Aérodrome de Neuville - Les citoyens réclament une injonction

Québec — Farouchement opposé au projet d'aérodrome à Neuville, un groupe de citoyens exige que leur conseil municipal réclame une injonction pour faire stopper sa construction.

Le groupe a fait cette demande hier soir, lors d'une réunion du conseil très suivie dans cette ville située à quelque 40 kilomètres de Québec. Aux yeux du porte-parole des citoyens, Robert Jasmin, la cause a une importance qui déborde les limites de la municipalité. Dans deux jugements rendus à l'automne 2010, la Cour suprême du Canada a fait en sorte que tout projet d'aérodrome échapperait désormais aux réglementations municipales ainsi qu'aux décisions de la Commission de protection du territoire agricole du Québec. Son raisonnement était que l'aéronautique relève exclusivement de la compétence fédérale.

Forts de ces jugements, des promoteurs amateurs de petits avions ont acheté des terres l'automne dernier à Neuville et ont commencé à aménager leur piste d'atterrissage, soulevant un tollé dans la région. Dans leur proposition faite à la Ville hier, les citoyens ont soutenu que les effets des décisions du plus haut tribunal «conduisent à une situation absurde, puisque le fédéral n'exerce aucune compétence en matière d'aménagement du territoire, lequel relève du pouvoir législatif exclusif des provinces». À leurs yeux, «tout lieu choisi par des promoteurs devient conséquemment [...] hors la loi, en ce sens qu'aucune loi du territoire ne s'y applique».

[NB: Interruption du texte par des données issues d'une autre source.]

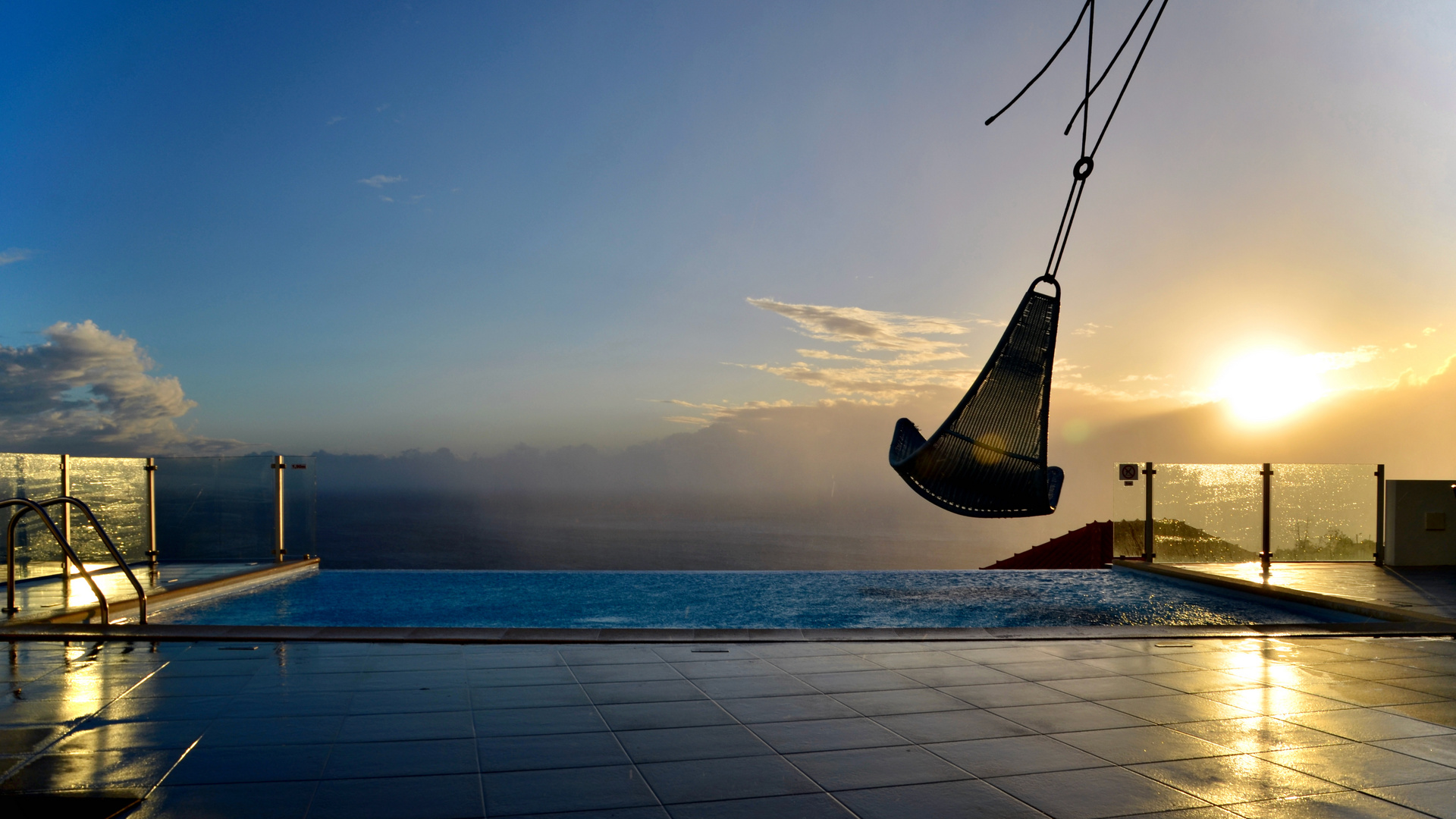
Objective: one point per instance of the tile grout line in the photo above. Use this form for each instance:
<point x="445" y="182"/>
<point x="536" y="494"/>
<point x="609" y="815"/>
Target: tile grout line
<point x="598" y="710"/>
<point x="897" y="733"/>
<point x="740" y="723"/>
<point x="36" y="755"/>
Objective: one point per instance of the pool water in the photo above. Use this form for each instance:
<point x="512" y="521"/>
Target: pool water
<point x="734" y="599"/>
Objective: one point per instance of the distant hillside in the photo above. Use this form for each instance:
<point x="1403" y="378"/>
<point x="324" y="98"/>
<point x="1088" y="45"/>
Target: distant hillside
<point x="1177" y="542"/>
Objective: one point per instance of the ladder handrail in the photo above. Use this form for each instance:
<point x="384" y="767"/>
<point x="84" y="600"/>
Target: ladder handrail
<point x="111" y="547"/>
<point x="30" y="504"/>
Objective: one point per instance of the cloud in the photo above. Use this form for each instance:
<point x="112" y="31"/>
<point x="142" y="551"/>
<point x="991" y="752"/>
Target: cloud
<point x="1329" y="362"/>
<point x="867" y="330"/>
<point x="379" y="181"/>
<point x="15" y="256"/>
<point x="88" y="391"/>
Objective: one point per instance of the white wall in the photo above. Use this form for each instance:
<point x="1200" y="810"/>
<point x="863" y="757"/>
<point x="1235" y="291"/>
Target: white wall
<point x="1407" y="538"/>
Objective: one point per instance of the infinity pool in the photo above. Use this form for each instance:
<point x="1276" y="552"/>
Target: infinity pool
<point x="734" y="599"/>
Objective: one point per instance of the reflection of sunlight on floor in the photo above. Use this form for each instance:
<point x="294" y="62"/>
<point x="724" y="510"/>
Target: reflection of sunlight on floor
<point x="1264" y="726"/>
<point x="1433" y="595"/>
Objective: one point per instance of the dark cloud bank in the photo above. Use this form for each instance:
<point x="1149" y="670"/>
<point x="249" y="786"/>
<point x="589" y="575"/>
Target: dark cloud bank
<point x="762" y="487"/>
<point x="808" y="487"/>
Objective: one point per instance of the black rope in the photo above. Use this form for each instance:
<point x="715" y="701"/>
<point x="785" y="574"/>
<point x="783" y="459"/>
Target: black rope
<point x="1087" y="79"/>
<point x="1085" y="162"/>
<point x="1147" y="39"/>
<point x="1109" y="71"/>
<point x="1057" y="53"/>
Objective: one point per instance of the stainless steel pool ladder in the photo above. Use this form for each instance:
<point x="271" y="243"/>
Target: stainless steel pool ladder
<point x="66" y="548"/>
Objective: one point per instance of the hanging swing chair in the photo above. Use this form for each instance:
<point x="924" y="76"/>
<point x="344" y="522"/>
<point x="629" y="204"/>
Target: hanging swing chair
<point x="989" y="458"/>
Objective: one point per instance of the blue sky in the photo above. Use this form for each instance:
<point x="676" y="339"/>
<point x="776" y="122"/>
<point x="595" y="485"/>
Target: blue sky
<point x="373" y="226"/>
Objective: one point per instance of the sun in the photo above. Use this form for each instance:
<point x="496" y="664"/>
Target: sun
<point x="1267" y="385"/>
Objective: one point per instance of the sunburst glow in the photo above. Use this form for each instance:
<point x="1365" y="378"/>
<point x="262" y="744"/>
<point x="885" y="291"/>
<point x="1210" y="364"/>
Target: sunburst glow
<point x="1267" y="385"/>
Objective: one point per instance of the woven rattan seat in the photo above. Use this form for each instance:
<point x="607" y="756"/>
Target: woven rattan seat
<point x="989" y="458"/>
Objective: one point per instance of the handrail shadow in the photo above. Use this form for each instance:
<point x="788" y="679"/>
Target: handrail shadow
<point x="39" y="509"/>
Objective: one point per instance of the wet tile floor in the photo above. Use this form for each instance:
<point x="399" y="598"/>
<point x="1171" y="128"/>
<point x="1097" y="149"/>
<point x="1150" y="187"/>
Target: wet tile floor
<point x="1075" y="729"/>
<point x="1421" y="591"/>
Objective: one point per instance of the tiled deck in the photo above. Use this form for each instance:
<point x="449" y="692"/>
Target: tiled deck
<point x="52" y="598"/>
<point x="1420" y="591"/>
<point x="1076" y="729"/>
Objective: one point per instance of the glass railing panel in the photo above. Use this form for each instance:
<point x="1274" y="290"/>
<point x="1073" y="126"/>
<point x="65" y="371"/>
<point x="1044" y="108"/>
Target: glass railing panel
<point x="300" y="506"/>
<point x="1207" y="512"/>
<point x="216" y="507"/>
<point x="115" y="490"/>
<point x="36" y="477"/>
<point x="1323" y="512"/>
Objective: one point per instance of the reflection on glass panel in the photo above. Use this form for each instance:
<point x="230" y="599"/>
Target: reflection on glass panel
<point x="1323" y="512"/>
<point x="300" y="503"/>
<point x="36" y="477"/>
<point x="215" y="507"/>
<point x="115" y="490"/>
<point x="1207" y="512"/>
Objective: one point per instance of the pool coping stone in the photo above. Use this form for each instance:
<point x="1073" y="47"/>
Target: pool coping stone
<point x="609" y="635"/>
<point x="1283" y="594"/>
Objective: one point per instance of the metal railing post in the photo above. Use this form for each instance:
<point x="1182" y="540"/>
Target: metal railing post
<point x="1379" y="513"/>
<point x="1147" y="515"/>
<point x="1264" y="550"/>
<point x="278" y="548"/>
<point x="66" y="519"/>
<point x="152" y="512"/>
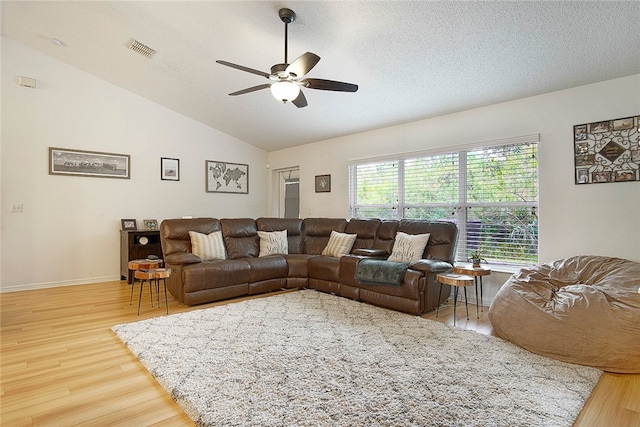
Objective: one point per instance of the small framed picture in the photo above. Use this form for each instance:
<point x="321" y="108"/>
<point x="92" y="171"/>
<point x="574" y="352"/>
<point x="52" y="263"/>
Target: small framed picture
<point x="150" y="224"/>
<point x="169" y="169"/>
<point x="129" y="224"/>
<point x="323" y="183"/>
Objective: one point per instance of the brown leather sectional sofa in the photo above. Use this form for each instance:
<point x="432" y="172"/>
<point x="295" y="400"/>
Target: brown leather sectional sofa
<point x="244" y="273"/>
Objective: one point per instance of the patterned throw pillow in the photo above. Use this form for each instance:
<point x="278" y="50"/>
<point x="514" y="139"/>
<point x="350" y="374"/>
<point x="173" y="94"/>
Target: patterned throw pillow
<point x="339" y="244"/>
<point x="273" y="242"/>
<point x="408" y="247"/>
<point x="208" y="246"/>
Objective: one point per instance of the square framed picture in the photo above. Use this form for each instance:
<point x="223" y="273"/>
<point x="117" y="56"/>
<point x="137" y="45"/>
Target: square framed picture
<point x="150" y="224"/>
<point x="225" y="177"/>
<point x="129" y="224"/>
<point x="169" y="169"/>
<point x="323" y="183"/>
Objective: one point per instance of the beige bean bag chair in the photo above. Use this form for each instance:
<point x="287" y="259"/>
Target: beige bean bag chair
<point x="584" y="310"/>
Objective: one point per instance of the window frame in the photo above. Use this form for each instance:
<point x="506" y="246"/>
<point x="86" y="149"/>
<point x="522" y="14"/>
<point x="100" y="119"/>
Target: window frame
<point x="460" y="208"/>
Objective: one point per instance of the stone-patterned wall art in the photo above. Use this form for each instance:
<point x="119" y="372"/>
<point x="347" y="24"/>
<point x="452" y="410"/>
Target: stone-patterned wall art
<point x="607" y="151"/>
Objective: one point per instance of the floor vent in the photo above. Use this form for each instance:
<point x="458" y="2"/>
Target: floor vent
<point x="141" y="48"/>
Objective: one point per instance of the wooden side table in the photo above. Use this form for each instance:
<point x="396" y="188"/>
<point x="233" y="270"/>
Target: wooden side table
<point x="477" y="273"/>
<point x="140" y="264"/>
<point x="456" y="280"/>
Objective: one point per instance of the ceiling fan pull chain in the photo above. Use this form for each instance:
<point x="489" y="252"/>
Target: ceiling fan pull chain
<point x="286" y="42"/>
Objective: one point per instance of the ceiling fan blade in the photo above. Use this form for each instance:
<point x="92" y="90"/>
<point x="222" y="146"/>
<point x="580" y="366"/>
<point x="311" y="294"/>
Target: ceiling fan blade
<point x="329" y="85"/>
<point x="300" y="101"/>
<point x="250" y="89"/>
<point x="243" y="68"/>
<point x="303" y="64"/>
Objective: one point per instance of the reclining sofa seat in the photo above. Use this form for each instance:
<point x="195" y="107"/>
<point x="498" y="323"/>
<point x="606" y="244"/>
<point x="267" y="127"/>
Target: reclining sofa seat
<point x="245" y="273"/>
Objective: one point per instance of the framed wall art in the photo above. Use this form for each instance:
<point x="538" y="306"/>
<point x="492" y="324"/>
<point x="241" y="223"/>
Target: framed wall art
<point x="225" y="177"/>
<point x="323" y="183"/>
<point x="607" y="151"/>
<point x="63" y="161"/>
<point x="150" y="224"/>
<point x="169" y="169"/>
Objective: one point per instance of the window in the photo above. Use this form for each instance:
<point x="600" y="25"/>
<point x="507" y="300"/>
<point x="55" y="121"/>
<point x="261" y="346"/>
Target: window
<point x="491" y="192"/>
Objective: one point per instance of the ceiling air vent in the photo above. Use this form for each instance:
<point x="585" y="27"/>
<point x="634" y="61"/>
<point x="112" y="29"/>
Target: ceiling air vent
<point x="141" y="48"/>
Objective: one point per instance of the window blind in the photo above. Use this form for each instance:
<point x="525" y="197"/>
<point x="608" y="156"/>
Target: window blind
<point x="490" y="191"/>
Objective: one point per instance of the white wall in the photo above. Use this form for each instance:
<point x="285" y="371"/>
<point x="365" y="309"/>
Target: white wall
<point x="69" y="230"/>
<point x="597" y="219"/>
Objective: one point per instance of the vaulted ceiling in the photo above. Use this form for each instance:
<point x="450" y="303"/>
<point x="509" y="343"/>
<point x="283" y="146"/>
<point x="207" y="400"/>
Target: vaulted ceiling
<point x="411" y="59"/>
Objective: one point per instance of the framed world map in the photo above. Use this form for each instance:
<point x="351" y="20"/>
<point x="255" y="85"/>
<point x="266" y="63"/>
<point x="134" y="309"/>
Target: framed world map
<point x="225" y="177"/>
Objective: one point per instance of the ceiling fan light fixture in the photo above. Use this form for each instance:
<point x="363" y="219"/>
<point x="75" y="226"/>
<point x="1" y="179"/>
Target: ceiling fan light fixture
<point x="285" y="91"/>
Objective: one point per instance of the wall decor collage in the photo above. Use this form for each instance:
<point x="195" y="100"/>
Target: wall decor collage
<point x="607" y="151"/>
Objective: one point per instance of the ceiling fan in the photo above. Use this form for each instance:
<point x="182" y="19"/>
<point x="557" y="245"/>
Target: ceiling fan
<point x="288" y="79"/>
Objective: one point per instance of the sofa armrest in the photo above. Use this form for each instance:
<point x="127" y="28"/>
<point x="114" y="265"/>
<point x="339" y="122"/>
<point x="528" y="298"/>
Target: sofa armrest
<point x="182" y="258"/>
<point x="372" y="253"/>
<point x="430" y="266"/>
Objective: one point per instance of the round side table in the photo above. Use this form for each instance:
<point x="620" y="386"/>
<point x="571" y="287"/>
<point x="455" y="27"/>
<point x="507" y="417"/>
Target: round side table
<point x="477" y="273"/>
<point x="455" y="280"/>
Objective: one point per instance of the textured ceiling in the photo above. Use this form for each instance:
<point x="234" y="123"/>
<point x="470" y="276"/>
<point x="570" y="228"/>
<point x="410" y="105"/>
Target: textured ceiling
<point x="411" y="60"/>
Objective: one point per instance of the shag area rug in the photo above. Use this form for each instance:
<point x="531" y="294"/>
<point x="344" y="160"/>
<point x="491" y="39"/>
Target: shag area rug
<point x="311" y="359"/>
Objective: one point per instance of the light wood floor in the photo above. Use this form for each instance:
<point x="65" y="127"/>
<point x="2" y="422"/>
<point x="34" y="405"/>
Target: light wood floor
<point x="62" y="365"/>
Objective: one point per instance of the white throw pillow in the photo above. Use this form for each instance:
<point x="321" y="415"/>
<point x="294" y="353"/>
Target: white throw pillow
<point x="208" y="246"/>
<point x="408" y="247"/>
<point x="273" y="242"/>
<point x="339" y="244"/>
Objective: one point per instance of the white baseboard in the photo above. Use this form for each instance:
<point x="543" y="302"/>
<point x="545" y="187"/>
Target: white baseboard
<point x="44" y="285"/>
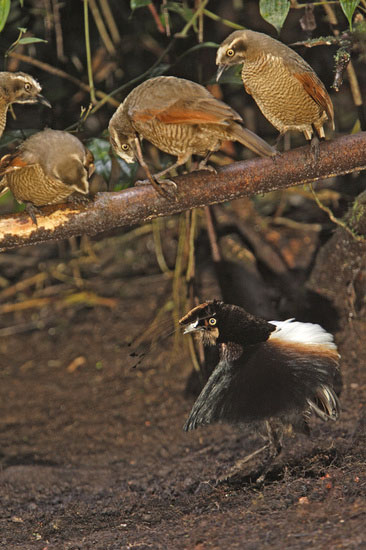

Inquiète de la situation — un cas qui pourrait se multiplier partout sur le territoire — la Fédération québécoise des municipalités (FQM), par la voie de son président, Bernard Généreux, a dénoncé ces «méthodes unilatérales» qui font fi des lois québécoises en matière d'aménagement du territoire. M. Généreux a confirmé hier au Devoir qu'il appuierait la municipalité si cette dernière décidait de réclamer une injonction devant la Cour supérieure du Québec. Le maire de Neuville, l'avocat Bernard Gaudreau, a soutenu hier que la FQM pourrait, le cas échéant, apporter une aide financière à sa municipalité.

M. Gaudreau et M. Généreux soutiennent que le ministre fédéral des Transports, Denis Lebel, a fait la sourde oreille à leurs multiples demandes de rencontre. «On parle toujours à des membres de son entourage», s'est plaint M. Généreux hier. Les opposants souhaitent que l'injonction soit ordonnée pour donner le temps au ministre de promulguer un règlement qui assujettirait «tout promoteur d'aménagement d'un aérodrome aux lois et règlements du territoire où il choisit de s'installer».